Il sembla qu'un ouragan se ruait par la porte de la cabine (p. 148).

À partir de ce moment, il ne prononça plus un seul mot, le corps penché en avant, tout frémissant d'impatience, l'œil dilaté collé au télescope tandis que sa main traçait fébrilement sur le bloc-notes placé devant lui, des chiffres et des signes géométriques...

Il était là depuis six heures environ, immobile, sans que ses lèvres se fussent desserrées une seule fois, ignorant la présence de Séléna qui, toute triste de l'abandon en lequel la laissait Gontran depuis deux jours, demeurait assise, résignée, dans un coin de la cabine, lorsque Fricoulet entra sur la pointe du pied.

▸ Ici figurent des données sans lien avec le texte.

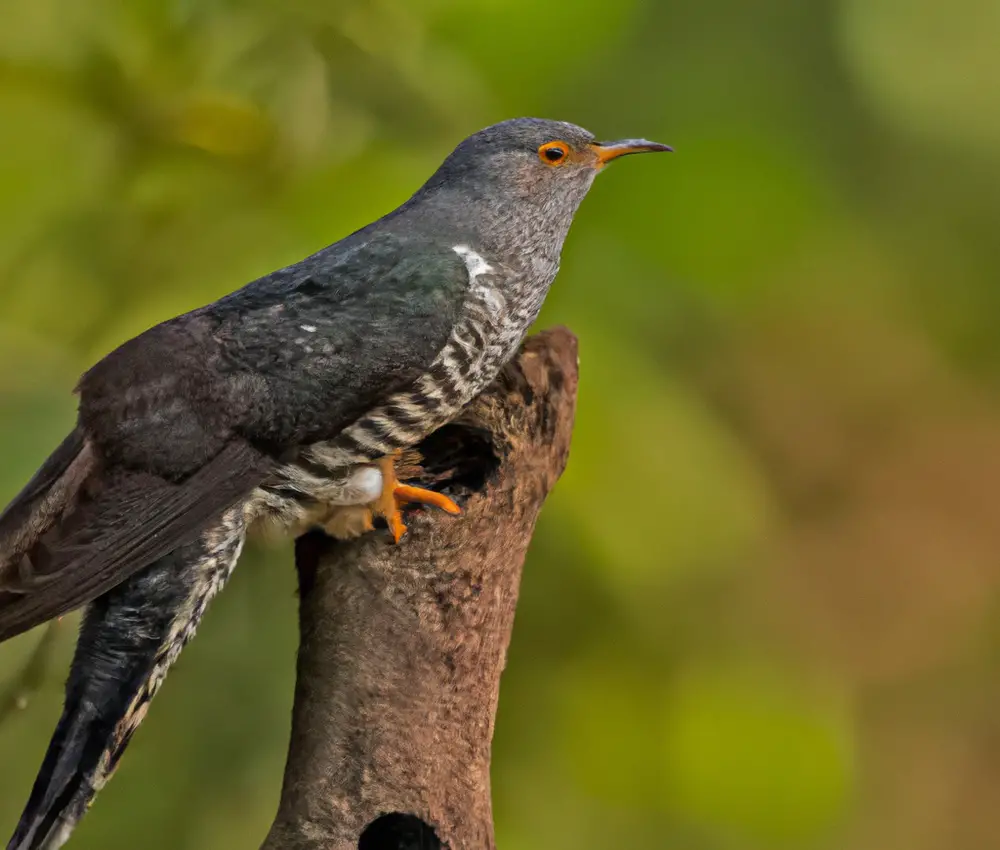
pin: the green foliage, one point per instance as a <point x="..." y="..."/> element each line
<point x="775" y="545"/>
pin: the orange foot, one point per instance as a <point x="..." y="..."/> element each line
<point x="395" y="495"/>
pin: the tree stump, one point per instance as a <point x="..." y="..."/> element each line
<point x="402" y="647"/>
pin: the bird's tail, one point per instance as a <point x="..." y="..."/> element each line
<point x="128" y="639"/>
<point x="45" y="500"/>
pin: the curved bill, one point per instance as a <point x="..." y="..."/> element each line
<point x="607" y="151"/>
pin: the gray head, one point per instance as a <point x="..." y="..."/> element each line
<point x="521" y="179"/>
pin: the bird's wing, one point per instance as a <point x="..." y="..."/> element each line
<point x="188" y="418"/>
<point x="308" y="351"/>
<point x="131" y="521"/>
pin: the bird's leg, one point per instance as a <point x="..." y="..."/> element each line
<point x="395" y="495"/>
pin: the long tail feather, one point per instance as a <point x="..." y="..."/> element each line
<point x="129" y="638"/>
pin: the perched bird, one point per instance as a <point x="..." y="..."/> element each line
<point x="284" y="403"/>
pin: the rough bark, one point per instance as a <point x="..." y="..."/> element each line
<point x="402" y="647"/>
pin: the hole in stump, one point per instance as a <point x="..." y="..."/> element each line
<point x="398" y="831"/>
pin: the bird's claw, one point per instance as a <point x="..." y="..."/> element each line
<point x="395" y="495"/>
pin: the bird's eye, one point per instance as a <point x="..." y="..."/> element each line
<point x="553" y="153"/>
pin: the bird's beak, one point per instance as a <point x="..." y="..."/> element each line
<point x="607" y="151"/>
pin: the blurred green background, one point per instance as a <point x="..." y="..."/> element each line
<point x="760" y="610"/>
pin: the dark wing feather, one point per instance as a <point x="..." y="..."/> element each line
<point x="132" y="522"/>
<point x="309" y="350"/>
<point x="188" y="417"/>
<point x="44" y="499"/>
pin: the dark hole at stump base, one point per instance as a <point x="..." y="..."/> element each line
<point x="397" y="831"/>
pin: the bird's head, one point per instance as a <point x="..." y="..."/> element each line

La jeune fille mit un doigt sur sa bouche pour recommander le silence à l'ingénieur, lorsque, en ce moment même, la voix d'Ossipoff se fit entendre, découragée.

—Rien... je ne vois rien... et cependant Struve est bien affirmatif...

—Trop, monsieur Ossipoff, beaucoup trop, ne put s'empêcher de dire Fricoulet, car, à la vérification faite à l'aide de télescopes plus puissants que ceux de l'observatoire de Pulkowa, son affirmation a été reconnue erronée...

Le vieillard se dressa comme mû par un ressort et, dardant sur Fricoulet un regard flamboyant:

—Erronée! s'exclama-t-il... pendant plus de deux ans, Otto Struve a observé le compagnon de Procyon...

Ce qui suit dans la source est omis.